As equipes de Fórmula 1 estão se preparando para o Grande Prêmio de Miami que está chegando neste fim de semana. Para Toto Wolff, o principal é que a Mercedes termine um fim de semana de corrida convincente, embora ainda não haja quase nada a dizer sobre a corrida.

Wolff

Em parte devido aos anos de grande sucesso na COTA, a FIA decidiu fazer uma segunda corrida de Fórmula 1 na América, começando na temporada atual. O circuito de Miami decidiu candidatar-se, de modo que os pilotos começarão na cidade ilustre pela primeira vez. Para Wolff, o próximo fim de semana causa alguns pontos de interrogação.

Miami é um novo desafio excitante e um passo completo para o desconhecido”, afirma o chefe da equipe em conversa com a Fórmula 1.com. “A pista parece exigente, com uma verdadeira mistura de curvas baixas e de alta velocidade, e está preparada para ser uma espetacular vitrine do esporte para nossa crescente base de fãs nos EUA”.

A partir de 2023, haverá até mesmo três GPs anuais nos Estados Unidos. Dentro de um ano e meio, uma corrida em Las Vegas estará no programa. O circuito oferece aos pilotos algumas longas retas, onde é possível que eles possam melhorar o atual recorde de velocidade.

Alta demanda para que as pessoas ajudem nas expansões

Em conversa com a AP News Maffei, a perspectiva da Liberty Media sobre o assunto é iluminada: “Nós já temos dez grandes equipes agora e temos o potencial de acrescentar a isso no futuro. Temos muita demanda para pessoas que querem adicionar equipes, tanto para comprar um tean quanto para expandir uma equipe“. Comprar uma equipe e expandi-la simplesmente não parece envolver a “adição de equipes” que Andretti está tão interessada.

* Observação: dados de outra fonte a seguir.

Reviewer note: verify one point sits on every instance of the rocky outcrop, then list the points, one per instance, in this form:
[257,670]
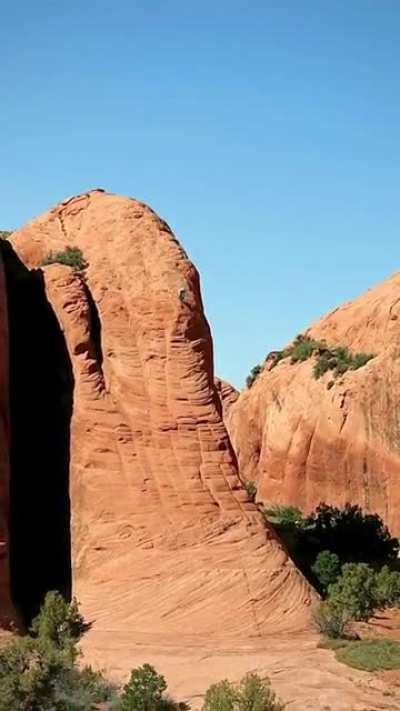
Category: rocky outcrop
[308,440]
[227,395]
[164,539]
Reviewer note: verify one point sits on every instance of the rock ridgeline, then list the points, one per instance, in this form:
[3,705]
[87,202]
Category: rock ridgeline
[334,439]
[163,537]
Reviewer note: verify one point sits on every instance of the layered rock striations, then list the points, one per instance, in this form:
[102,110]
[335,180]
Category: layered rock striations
[164,539]
[308,440]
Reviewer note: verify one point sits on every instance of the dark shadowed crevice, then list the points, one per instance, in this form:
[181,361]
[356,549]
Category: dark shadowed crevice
[95,327]
[41,396]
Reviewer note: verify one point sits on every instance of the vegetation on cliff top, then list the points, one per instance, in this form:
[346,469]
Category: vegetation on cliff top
[337,359]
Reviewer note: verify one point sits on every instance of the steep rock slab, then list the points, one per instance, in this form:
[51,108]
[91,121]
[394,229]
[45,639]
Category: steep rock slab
[227,395]
[305,443]
[164,539]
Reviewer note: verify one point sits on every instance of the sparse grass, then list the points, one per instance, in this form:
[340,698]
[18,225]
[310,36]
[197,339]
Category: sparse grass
[370,654]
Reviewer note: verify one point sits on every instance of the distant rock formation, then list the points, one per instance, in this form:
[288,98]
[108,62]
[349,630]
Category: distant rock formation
[164,538]
[226,393]
[307,440]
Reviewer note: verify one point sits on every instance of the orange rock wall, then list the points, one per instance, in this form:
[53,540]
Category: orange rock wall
[305,443]
[163,536]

Andretti frequentemente cita como trunfo o fato de ser um americano e que uma equipe americana se encaixa na Liberty Media que quer tornar o esporte mais popular nos Estados Unidos. Maffei: “Eu acho que há muitos fatores e se você é americano, isso pode ser positivo. Basta olhar para todas as coisas que uma equipe pode potencialmente trazer e isso não é apenas o acesso a novos mercados“. Maffei fala: “Nós olhamos para os grandes investimentos com que eles estão lidando, para o marketing, para a tecnologia… Todas essas coisas são interessantes para nós“.